Title:Thermal decoherence in a strongly correlated Bose liquid

Abstract:We compute the single particle spectral function of a Bose liquid on a lattice, at integer filling, close to the superfluid-Mott transition. We use a `static path approximation' that retains all the classical thermal fluctuations in the problem, and a real space implementation of the random phase approximation (RPA) for the Green's functions on the thermally fluctuating backgrounds. This leads to the standard RPA answers in the ground state but captures the progressive damping of the excitations with increasing temperature. We focus on the momentum resolved lineshape across the superfluid to Bose liquid thermal transition. In the superfluid regime we observe a gapped `amplitude' mode, and gapless `phase' modes of positive and negative energy. The dispersion and weight of these modes changes with interaction but are almost temperature independent, even into the normal state, except near critical coupling.
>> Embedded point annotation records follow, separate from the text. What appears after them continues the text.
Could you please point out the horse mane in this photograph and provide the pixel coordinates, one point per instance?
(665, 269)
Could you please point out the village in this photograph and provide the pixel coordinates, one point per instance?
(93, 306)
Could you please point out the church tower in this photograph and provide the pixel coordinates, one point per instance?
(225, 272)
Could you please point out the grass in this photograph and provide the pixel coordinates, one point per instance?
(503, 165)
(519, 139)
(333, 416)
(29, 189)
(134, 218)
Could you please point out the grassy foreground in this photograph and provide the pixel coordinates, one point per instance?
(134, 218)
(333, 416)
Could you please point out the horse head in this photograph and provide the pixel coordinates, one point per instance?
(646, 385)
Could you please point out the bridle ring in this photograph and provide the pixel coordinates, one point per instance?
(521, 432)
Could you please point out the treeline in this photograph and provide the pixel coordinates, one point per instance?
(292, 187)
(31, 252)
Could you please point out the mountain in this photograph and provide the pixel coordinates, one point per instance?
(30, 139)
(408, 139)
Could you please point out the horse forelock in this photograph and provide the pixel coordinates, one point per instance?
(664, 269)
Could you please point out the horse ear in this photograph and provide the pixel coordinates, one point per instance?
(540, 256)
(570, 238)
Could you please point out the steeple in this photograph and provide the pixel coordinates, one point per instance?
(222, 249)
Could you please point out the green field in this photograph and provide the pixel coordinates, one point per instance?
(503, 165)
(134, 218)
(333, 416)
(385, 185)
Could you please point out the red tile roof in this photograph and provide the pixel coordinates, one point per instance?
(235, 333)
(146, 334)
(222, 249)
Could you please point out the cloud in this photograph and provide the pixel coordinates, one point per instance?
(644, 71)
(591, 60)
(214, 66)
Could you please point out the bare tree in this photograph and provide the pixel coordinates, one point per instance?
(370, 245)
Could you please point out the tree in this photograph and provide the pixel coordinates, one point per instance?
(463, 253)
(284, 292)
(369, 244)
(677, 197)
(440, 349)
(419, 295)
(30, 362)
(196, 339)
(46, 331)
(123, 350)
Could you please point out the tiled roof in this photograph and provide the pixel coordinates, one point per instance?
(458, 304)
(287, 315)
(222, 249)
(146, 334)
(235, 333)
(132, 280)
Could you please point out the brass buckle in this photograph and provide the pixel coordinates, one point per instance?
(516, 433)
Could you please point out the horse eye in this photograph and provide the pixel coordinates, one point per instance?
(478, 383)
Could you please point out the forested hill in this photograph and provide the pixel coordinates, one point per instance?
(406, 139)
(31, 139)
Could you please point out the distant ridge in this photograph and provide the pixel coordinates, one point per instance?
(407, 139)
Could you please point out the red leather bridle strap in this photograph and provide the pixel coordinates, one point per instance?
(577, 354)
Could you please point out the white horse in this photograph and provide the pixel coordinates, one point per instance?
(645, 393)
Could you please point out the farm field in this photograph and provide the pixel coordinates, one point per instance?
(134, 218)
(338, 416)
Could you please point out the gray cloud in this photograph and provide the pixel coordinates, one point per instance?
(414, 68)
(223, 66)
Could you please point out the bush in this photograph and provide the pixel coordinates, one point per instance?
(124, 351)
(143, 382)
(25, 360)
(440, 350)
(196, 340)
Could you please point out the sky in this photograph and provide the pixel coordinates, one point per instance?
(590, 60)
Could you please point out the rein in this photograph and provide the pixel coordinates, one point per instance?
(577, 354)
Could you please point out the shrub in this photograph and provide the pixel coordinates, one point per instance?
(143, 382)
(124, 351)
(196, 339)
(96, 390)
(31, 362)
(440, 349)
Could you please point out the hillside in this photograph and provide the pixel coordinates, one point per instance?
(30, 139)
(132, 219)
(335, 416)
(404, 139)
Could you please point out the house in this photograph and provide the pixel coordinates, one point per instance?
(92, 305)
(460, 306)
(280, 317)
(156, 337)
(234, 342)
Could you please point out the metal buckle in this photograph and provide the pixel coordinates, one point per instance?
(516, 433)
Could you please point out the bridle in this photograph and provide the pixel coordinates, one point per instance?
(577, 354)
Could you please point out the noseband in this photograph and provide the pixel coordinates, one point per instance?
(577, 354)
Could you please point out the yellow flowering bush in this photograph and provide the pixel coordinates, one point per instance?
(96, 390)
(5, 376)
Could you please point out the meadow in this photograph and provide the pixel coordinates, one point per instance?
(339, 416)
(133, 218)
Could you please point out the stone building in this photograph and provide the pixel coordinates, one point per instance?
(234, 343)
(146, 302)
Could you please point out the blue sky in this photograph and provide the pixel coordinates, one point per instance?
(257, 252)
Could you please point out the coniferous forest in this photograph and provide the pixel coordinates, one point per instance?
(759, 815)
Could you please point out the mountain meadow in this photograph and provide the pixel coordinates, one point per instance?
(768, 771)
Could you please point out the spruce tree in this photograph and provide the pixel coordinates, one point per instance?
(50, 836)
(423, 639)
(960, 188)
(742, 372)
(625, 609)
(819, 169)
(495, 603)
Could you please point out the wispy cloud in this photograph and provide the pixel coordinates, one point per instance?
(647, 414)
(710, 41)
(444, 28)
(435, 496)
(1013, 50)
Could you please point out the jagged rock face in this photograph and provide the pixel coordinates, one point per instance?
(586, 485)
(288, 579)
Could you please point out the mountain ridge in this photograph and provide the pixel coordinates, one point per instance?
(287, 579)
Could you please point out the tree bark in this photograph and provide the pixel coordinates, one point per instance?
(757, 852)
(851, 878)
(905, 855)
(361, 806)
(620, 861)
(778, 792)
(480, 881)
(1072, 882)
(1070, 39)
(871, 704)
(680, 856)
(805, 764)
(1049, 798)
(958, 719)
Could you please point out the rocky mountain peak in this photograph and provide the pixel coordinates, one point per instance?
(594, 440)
The damping of the modes varies roughly as $T^{\alpha} f_{\bf k}$, where $T$ is the temperature and ${\bf k}$ the momentum, with $\alpha \sim 0.5$ and $f_{\bf k}$ having non trivial momentum dependence. The Mott phase has gapped dispersive spectra. Near critical coupling the thermal Bose `liquid' is gapped, with progressive widening of the gap with increasing temperature, a feature that it shares with the Mott insulator.